When clients first come in for an initial consultation, they will sometimes ask about the idea of titling their real property or other assets jointly with their adult child or another person (known hereafter as co-tenant). Although joint ownership can sometimes avoid probate and enable the transfer of title upon the death of the first co-owner if properly titled, the reason why doing this is not a good strategy is due to the danger involved; namely, the risk of unforeseen life changes or events in the life of your child or co-owner which can seriously pose a risk to your assets, creating costly and unintended consequences. Some of these risks and consequences may include:
Improper Titling and/or Unintended Consequences: If the new title or deed wherein you gift a part of your asset(s) is not carefully drafted, and as a result the person now owning property with you is added as a co-tenant instead of a joint tenant with right of survivorship, then upon your co-tenant’s death, his or her share would pass to that person’s heirs as opposed to passing to you (and vice-versa). Therefore, if you hold as co-tenants, you’ll generally have no say regarding the final disposition of your co-tenant’s share.
No More Exclusive Control: If you title your assets together with your co-tenant and then you change your mind and decide you didn’t really mean to gift a part of it and would like to be the sole owner again, your co-tenant may rightfully refuse. In addition, your co-tenant may both prevent you from borrowing against and/or selling certain property and/or may dispose of certain property without your consent.
Accidents or Medical Bills: If a judgment is entered against your co-tenant as a result of an accident or unpaid medical bills, the assets you hold together could result in judgement liens against such assets.
Divorce Proceedings: Spouses, along with the IRS (see below), may be considered a “super creditor”. This means that if your co-tenant gets divorced your co-tenant’s assets may be subject to distribution by the Court, and consequently any assets you hold together with your could very well be distributed as part of the divorce.
IRS Proceedings: If your co-tenant owes money to the IRS, the IRS may place tax liens on the property, including on any assets you own jointly. In addition, adding your co-tenant’s name to the title may be considered a taxable gift, and upon your death the property’s value will then be included in your taxable estate.
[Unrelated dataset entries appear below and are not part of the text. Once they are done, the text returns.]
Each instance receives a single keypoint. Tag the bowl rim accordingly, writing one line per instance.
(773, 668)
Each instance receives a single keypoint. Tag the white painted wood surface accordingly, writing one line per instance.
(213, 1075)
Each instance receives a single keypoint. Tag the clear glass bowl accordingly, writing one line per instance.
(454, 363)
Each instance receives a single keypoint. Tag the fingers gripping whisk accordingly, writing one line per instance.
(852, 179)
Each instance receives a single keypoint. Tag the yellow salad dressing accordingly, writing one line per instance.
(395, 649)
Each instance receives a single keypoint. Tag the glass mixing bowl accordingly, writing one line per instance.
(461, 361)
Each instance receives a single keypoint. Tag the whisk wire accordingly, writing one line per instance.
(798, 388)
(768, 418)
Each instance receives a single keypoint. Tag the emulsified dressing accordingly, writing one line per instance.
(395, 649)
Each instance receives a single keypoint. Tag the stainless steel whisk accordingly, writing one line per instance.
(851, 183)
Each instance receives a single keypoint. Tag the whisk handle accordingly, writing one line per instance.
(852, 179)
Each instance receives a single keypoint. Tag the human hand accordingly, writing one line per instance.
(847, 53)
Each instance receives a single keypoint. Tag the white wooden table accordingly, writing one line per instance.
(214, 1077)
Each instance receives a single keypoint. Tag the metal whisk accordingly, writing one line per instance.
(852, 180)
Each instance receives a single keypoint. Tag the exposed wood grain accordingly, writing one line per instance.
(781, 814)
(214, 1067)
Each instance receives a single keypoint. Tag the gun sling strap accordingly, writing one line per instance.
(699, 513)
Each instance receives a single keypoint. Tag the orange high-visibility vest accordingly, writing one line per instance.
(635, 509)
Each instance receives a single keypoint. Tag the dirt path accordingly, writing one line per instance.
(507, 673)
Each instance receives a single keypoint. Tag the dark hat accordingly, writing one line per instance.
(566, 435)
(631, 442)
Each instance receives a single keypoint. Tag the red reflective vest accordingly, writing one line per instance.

Bankruptcy: Similar to divorce and the IRS, if your child files for bankruptcy at some point in the future, the bankruptcy trustee can attach your child’s assets – and at that point you can no longer take back the assets you gifted even if your child is willing to return such assets.
Contrast the foregoing risks with the use of a Revocable Trust. A Revocable Trust, unlike a stand-alone Will, is an estate planning tool which, when properly drafted, executed and funded, will reduce or avoid probate administration of your estate following your death. In addition, a Revocable Trust will allow you to title your assets in the name of your Trust without exposing your assets to your child(ren)’s creditors during your life, while allowing you to designate your children as beneficiaries of those assets. There are also asset protection advantages for your child(ren) with a Revocable Trust following your death; for example, you may choose to have your assets held in further trust until some point in the future when a financial threat(s) to your child(ren) has(have) passed. In addition, your Trust will also allow you to designate a disability trustee to administer the assets in your trust in the event of your unexpected disability, and unlike a Will a Trust need not be filed with the Court following your death which generally results in greater privacy for your estate.